Pickup trucks are about as American as Apple Pie and the last couple decades has seen them transform from utilitarian workhorse to plush, luxurious family hauler. The change was a natural reaction to the American public's love affair with the pickup and high-end gadget filled luxury cars. With crew cabs having around the same legroom as your average mid-sized car, its no wonder people prefer the useful truck much more these days.
GM knows they must milk the pickup, SUV, crossover craze as much as possible as you never know when gas prices are going to go up, and people are going to want economy cars again. According to Automotive News, GM product chief Mark Reuss said the company has been "constrained" when it comes to larger four-door pickups.

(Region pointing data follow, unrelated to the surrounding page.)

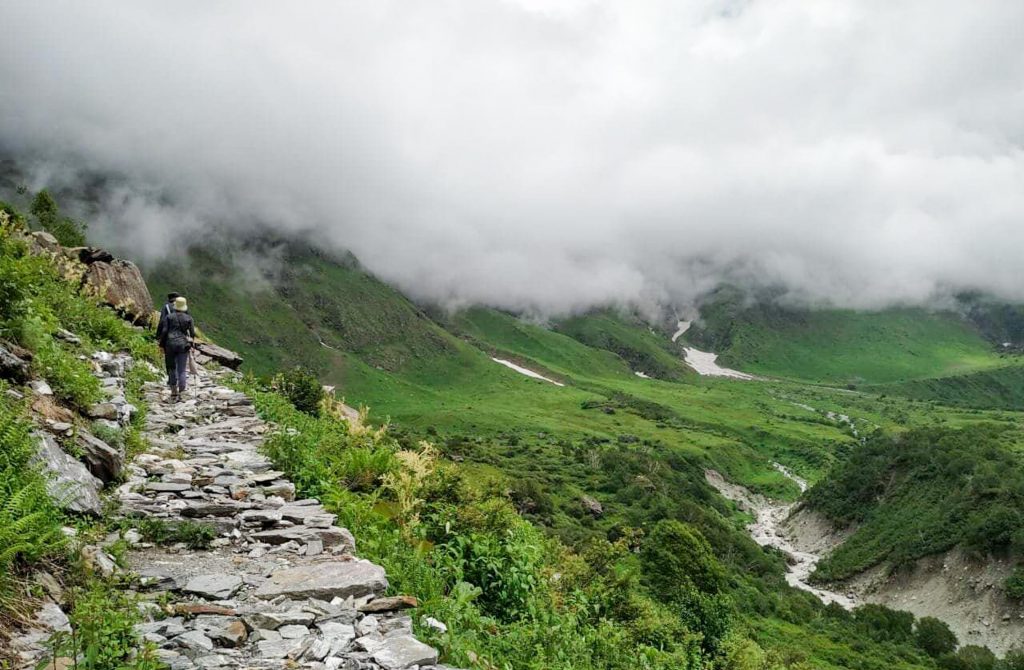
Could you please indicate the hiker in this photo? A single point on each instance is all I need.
(175, 334)
(166, 311)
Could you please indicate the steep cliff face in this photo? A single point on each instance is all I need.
(119, 283)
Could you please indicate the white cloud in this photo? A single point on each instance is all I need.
(550, 156)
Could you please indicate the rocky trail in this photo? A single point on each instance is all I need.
(281, 585)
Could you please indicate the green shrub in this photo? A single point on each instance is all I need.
(934, 637)
(883, 624)
(102, 637)
(302, 388)
(677, 559)
(194, 534)
(68, 232)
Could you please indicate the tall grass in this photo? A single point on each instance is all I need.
(30, 522)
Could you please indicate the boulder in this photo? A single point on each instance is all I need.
(42, 241)
(120, 285)
(70, 484)
(224, 357)
(404, 652)
(592, 505)
(390, 603)
(90, 255)
(326, 581)
(12, 367)
(107, 411)
(103, 461)
(218, 586)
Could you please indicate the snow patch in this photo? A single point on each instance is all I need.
(704, 363)
(681, 328)
(524, 371)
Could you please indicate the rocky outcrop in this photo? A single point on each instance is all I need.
(70, 484)
(280, 585)
(120, 285)
(12, 367)
(103, 461)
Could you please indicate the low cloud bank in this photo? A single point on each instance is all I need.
(546, 156)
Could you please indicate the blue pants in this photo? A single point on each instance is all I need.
(180, 371)
(169, 365)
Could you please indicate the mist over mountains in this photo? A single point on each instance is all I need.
(545, 157)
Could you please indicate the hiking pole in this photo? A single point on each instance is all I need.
(194, 369)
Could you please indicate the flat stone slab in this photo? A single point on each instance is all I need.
(326, 580)
(401, 653)
(214, 587)
(165, 487)
(301, 534)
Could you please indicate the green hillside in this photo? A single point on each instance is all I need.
(638, 447)
(841, 346)
(630, 338)
(923, 493)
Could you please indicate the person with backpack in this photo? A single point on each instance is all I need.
(176, 334)
(166, 311)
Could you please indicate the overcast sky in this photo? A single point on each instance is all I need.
(549, 155)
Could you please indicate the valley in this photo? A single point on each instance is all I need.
(610, 410)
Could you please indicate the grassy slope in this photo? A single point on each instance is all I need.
(631, 339)
(840, 346)
(636, 445)
(1000, 388)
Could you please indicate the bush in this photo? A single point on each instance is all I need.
(677, 558)
(934, 637)
(30, 522)
(971, 657)
(302, 389)
(883, 624)
(102, 636)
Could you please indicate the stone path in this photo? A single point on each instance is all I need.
(281, 585)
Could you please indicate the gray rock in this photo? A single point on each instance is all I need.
(229, 633)
(293, 631)
(276, 648)
(40, 387)
(302, 535)
(214, 587)
(164, 487)
(68, 336)
(340, 635)
(262, 516)
(326, 580)
(195, 641)
(274, 620)
(107, 411)
(51, 617)
(70, 485)
(401, 653)
(225, 507)
(224, 357)
(103, 461)
(12, 367)
(120, 285)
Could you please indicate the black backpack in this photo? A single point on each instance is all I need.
(178, 338)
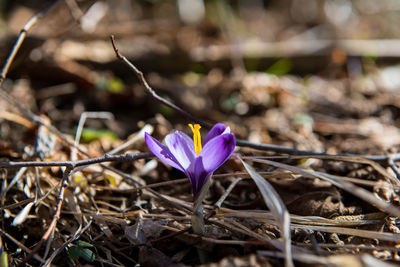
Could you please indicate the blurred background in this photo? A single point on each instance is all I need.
(289, 67)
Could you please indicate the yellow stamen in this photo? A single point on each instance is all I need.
(196, 137)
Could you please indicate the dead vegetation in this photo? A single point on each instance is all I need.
(314, 179)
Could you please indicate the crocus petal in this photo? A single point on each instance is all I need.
(215, 131)
(217, 151)
(181, 146)
(162, 152)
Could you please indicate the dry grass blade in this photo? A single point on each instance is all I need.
(373, 164)
(351, 231)
(349, 187)
(276, 206)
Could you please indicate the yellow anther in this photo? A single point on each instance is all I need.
(196, 137)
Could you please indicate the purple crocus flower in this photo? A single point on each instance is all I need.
(188, 156)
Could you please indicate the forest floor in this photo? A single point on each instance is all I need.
(317, 121)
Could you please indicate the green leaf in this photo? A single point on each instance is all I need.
(74, 252)
(87, 254)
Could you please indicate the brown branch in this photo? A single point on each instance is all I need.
(239, 142)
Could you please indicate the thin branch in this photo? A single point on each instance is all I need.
(74, 164)
(150, 90)
(50, 230)
(22, 35)
(239, 142)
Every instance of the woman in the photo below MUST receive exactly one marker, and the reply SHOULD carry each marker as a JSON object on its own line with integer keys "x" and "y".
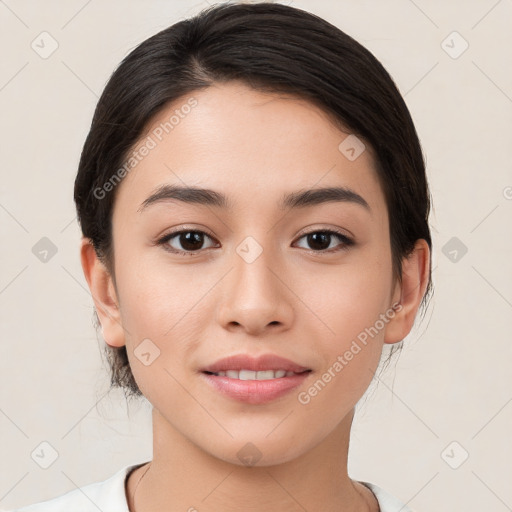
{"x": 254, "y": 208}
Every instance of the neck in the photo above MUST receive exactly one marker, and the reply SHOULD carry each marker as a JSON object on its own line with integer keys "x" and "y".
{"x": 181, "y": 477}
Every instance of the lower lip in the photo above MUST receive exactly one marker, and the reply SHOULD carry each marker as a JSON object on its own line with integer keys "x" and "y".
{"x": 255, "y": 391}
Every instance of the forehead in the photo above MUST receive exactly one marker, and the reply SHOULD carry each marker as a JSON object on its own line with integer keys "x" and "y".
{"x": 253, "y": 146}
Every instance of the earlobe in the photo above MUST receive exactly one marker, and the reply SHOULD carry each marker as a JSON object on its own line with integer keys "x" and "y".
{"x": 409, "y": 293}
{"x": 103, "y": 294}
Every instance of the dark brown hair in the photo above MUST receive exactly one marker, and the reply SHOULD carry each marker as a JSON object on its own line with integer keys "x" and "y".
{"x": 270, "y": 47}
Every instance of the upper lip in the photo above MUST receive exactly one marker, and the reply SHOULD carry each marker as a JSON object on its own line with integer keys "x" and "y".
{"x": 261, "y": 363}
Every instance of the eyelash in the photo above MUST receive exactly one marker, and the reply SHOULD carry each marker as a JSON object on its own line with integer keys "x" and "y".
{"x": 346, "y": 241}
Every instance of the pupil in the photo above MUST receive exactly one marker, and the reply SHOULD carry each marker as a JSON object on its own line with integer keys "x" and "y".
{"x": 322, "y": 239}
{"x": 191, "y": 240}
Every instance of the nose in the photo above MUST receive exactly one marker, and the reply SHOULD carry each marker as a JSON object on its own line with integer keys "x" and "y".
{"x": 255, "y": 296}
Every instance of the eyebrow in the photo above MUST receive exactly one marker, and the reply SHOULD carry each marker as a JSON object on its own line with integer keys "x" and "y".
{"x": 208, "y": 197}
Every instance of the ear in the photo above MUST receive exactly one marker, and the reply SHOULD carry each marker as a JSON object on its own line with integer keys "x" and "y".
{"x": 103, "y": 294}
{"x": 408, "y": 293}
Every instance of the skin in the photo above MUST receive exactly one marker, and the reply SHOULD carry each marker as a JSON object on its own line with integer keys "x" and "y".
{"x": 304, "y": 305}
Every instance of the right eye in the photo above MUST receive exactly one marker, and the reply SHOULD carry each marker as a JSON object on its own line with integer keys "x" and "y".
{"x": 191, "y": 241}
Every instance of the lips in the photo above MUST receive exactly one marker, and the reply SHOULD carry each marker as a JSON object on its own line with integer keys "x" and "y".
{"x": 247, "y": 364}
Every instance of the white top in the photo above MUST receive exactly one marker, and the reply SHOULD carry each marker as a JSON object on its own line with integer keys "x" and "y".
{"x": 109, "y": 496}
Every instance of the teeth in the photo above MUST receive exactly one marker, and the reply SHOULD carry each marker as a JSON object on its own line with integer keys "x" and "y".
{"x": 252, "y": 375}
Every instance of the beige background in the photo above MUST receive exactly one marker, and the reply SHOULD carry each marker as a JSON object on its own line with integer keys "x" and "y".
{"x": 452, "y": 381}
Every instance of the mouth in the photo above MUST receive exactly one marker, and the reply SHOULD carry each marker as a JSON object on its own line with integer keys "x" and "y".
{"x": 255, "y": 380}
{"x": 256, "y": 375}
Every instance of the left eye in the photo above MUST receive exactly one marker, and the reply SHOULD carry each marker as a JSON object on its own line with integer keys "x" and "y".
{"x": 321, "y": 240}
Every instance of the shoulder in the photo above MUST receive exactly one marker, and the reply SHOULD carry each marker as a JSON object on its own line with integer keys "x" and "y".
{"x": 108, "y": 496}
{"x": 387, "y": 502}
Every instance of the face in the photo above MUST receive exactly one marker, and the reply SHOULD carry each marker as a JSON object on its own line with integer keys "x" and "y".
{"x": 201, "y": 281}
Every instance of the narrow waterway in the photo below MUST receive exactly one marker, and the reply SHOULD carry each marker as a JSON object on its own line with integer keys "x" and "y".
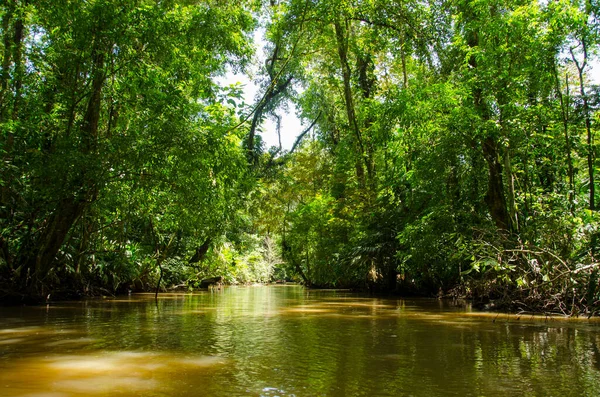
{"x": 288, "y": 341}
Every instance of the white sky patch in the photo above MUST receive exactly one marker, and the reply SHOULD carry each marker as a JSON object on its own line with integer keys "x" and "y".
{"x": 291, "y": 125}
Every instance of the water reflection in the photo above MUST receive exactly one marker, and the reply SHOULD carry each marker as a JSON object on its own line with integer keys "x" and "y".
{"x": 284, "y": 341}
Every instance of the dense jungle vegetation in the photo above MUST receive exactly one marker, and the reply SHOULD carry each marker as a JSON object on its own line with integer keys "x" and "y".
{"x": 449, "y": 147}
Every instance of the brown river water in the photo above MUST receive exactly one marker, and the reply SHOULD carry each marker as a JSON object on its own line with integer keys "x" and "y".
{"x": 289, "y": 341}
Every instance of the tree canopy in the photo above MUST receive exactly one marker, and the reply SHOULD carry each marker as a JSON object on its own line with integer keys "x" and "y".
{"x": 450, "y": 147}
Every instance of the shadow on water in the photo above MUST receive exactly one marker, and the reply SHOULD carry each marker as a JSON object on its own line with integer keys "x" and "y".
{"x": 287, "y": 341}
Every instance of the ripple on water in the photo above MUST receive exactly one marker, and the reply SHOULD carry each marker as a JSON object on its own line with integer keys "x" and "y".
{"x": 105, "y": 373}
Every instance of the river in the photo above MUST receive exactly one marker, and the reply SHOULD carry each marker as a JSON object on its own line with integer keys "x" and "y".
{"x": 289, "y": 341}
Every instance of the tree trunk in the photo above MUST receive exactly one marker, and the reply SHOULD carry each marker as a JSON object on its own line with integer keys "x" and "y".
{"x": 342, "y": 45}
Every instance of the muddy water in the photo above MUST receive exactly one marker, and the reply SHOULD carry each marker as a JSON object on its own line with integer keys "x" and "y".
{"x": 287, "y": 341}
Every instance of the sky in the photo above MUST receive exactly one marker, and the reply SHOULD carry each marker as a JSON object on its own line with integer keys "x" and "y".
{"x": 291, "y": 126}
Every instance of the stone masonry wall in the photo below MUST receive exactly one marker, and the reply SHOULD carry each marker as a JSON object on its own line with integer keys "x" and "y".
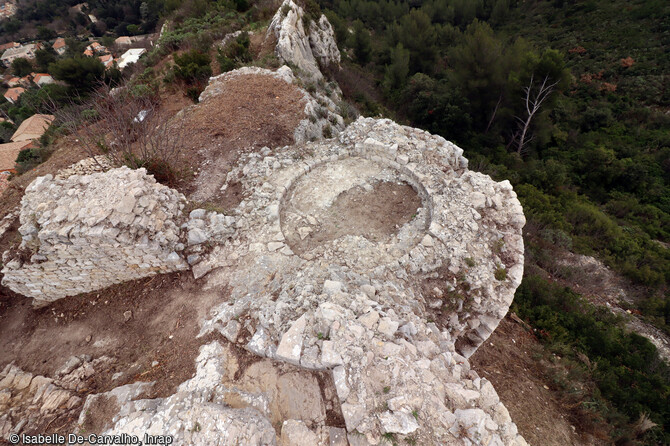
{"x": 87, "y": 232}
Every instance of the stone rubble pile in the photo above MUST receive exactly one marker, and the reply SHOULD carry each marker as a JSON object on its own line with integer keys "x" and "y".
{"x": 360, "y": 308}
{"x": 98, "y": 163}
{"x": 307, "y": 49}
{"x": 86, "y": 232}
{"x": 28, "y": 401}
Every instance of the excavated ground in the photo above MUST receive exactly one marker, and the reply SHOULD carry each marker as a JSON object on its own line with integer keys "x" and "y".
{"x": 256, "y": 111}
{"x": 251, "y": 112}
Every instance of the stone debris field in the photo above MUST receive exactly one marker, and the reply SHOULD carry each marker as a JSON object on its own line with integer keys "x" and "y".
{"x": 362, "y": 272}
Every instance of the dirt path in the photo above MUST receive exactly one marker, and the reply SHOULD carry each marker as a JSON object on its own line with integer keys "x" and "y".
{"x": 147, "y": 327}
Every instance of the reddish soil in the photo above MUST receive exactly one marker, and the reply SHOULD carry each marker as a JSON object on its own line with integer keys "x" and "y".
{"x": 251, "y": 112}
{"x": 512, "y": 360}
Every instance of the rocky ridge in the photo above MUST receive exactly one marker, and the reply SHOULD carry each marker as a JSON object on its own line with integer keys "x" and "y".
{"x": 355, "y": 307}
{"x": 307, "y": 49}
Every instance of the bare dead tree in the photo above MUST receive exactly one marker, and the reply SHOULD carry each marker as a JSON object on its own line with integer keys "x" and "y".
{"x": 533, "y": 101}
{"x": 128, "y": 129}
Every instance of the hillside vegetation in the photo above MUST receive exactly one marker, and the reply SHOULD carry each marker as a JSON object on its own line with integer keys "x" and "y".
{"x": 569, "y": 101}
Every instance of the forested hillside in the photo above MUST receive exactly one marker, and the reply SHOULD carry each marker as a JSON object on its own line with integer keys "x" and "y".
{"x": 569, "y": 101}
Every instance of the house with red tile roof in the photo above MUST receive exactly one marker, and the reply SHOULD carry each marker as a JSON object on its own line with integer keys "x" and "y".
{"x": 41, "y": 79}
{"x": 23, "y": 51}
{"x": 13, "y": 81}
{"x": 59, "y": 46}
{"x": 12, "y": 95}
{"x": 123, "y": 40}
{"x": 8, "y": 45}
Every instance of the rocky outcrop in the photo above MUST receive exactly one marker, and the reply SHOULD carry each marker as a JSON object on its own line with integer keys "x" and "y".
{"x": 306, "y": 48}
{"x": 320, "y": 112}
{"x": 86, "y": 232}
{"x": 28, "y": 400}
{"x": 364, "y": 308}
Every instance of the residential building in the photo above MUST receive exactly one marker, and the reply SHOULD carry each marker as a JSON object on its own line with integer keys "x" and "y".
{"x": 13, "y": 81}
{"x": 94, "y": 48}
{"x": 59, "y": 46}
{"x": 33, "y": 128}
{"x": 123, "y": 41}
{"x": 25, "y": 51}
{"x": 12, "y": 94}
{"x": 8, "y": 45}
{"x": 7, "y": 9}
{"x": 130, "y": 56}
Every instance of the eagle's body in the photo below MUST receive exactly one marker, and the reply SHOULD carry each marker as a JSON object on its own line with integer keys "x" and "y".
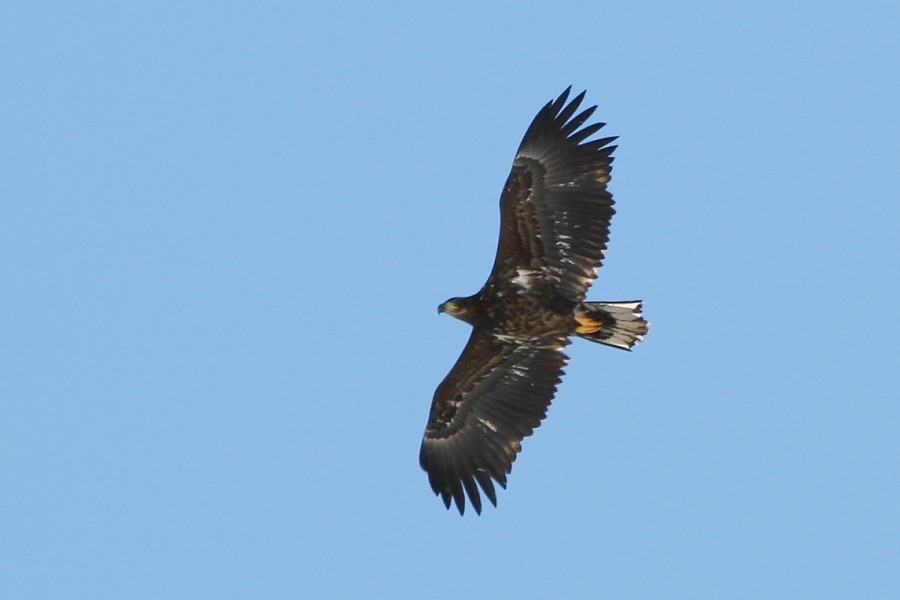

"We're solving things like that," Reuss said. A GM spokesperson declined to go into details according to Automakers News, but we may know what the plan is soon, with GM scheduled to unveil the fourth generation Silverado this Saturday in Detroit.
Crew cabs make up 60 percent of GM's large truck sales which is up from 50 percent five years ago. Silverado sales rose 1.9 percent to 585,864 last year showing how important this segment is to the Detroit giant. The company reported that they're spending $3 billion on retooling the three plants that build the Silverado and brother Sierra, with Ruess saying the company has a "laser focus" on customer needs with the next generation trucks.
With fierce competition from Ford and their ever-popular F-Series lineup, its important GM focuses not only on capability but fuel economy as well. GM is expected to add a 10-speed automatic transmission which they co-developed with Ford, and that should help in that regard.